Em 2025 podemos viver em duodécimos…
Um Orçamento em regime de duodécimos para 2025 não colocaria problemas financeiros ao país. Em tese, um Governo nestas circunstâncias não teria problemas em administrar o país em regime de duodécimos, claro que seria muito mais difícil acomodar tais promessas, cuja execução seriam depois prova de créditos com que o Governo quer ir a eleições.
Pedro Duarte disse esta semana que ‘este Governo veio para cumprir, modificar e mudar Portugal’. É um discurso demasiado otimista?
Todos os Governos dizem isso, faz parte dos chavões da propaganda governamental em democracia e agora vamos ter eleições na América em novembro e qualquer um deles vai dizer que vai trazer mudança, ainda por cima, vivemos tempos políticos muito particulares na Europa e nas democracias ocidentais, onde há um desejo de mudança. As pessoas nem sempre sabem articular muito bem em que direção é que querem promover essa mudança, mas há sempre esse desejo e todos os agentes políticos que não aparecerem como agentes de mudança serão penalizados. Todos querem aparecer, não só deixar a sua marca, a marca da sua competência, mas da mudança. Em termos mais concretos dizem que querem promover consensos e há uma mensagem permanentemente repetida por este Governo de querer dialogar com todos. Isto é, o Governo quer caminhar esta linha muito fina, de equilíbrio muito difícil entre ter um Governo minoritário e um programa para cumprir para depois ir a eleições e conseguir ter uma maioria absoluta e para isso precisa de apresentar créditos e, ao mesmo tempo, sabe que é insuficientemente forte para poder decidir as coisas unilateralmente e quer apresentar-se com uma imagem de base de consensos e, sobretudo, de moderação política, num tempo de extremismos, num tempo de irresponsabilidades. Montenegro quer mostrar que o Governo é o porto seguro dos portugueses porque é o único referencial de moderação entre a direita populista, de um lado, e a esquerda, do outro.

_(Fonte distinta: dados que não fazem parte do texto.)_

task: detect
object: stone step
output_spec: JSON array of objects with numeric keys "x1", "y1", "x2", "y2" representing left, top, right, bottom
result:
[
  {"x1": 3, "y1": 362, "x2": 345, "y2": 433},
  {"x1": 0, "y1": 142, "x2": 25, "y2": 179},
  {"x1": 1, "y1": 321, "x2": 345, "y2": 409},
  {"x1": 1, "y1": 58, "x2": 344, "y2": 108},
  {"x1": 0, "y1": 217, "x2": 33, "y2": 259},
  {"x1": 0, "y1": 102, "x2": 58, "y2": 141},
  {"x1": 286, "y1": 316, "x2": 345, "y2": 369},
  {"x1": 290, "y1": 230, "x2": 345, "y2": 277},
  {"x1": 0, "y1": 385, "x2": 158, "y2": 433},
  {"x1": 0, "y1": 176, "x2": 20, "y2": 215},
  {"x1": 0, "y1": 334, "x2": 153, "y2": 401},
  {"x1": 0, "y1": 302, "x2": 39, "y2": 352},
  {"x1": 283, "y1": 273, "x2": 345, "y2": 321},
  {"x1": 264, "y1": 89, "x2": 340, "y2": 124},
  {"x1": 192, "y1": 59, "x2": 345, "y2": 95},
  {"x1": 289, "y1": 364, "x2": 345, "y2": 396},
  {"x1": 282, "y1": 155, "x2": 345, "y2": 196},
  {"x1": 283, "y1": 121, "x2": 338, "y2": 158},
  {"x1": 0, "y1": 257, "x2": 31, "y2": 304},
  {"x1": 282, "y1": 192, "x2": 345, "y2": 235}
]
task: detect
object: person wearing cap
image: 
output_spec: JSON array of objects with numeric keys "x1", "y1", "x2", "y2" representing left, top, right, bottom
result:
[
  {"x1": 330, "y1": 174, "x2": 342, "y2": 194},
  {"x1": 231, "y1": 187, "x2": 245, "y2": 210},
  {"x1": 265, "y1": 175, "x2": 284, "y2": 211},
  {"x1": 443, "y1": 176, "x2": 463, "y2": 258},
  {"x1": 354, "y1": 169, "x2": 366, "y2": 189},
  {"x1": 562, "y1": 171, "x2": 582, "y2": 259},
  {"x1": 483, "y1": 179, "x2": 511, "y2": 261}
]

Fala em consensos com todos os partidos. Até mesmo com o Chega que tem sido apontado como linha vermelha?
É uma linha muito fina que o Governo está a caminhar e tem muitos riscos num sentido ou noutro. A estratégia passa por manter as linhas vermelhas, entendimentos de Governo, pactos duradouros em termos políticos estão completamente fora de questão. Já disseram que até para negociações setoriais, o parceiro de negociação até seria o PS, logo de costas voltadas para o Chega. E o PSD sabe que uma parte do seu eleitorado votou no Chega e continua a rever-se no Chega, a julgar pelas sondagens, não pode estar totalmente de costas voltadas para o Chega e sobretudo para o seu eleitorado. Isso força o PSD em questões, onde não há possibilidade nenhuma de consenso com o PS e em matérias como a imigração, a corrupção, etc. e naquilo que necessitar de aprovação parlamentar terá de negociar com o Chega. Se essas negociações depois chegarão a bom porto ou não é impossível de dizê-lo, até porque André Ventura já demonstrou que não é propriamente o parceiro de negociação mais confiável que existe.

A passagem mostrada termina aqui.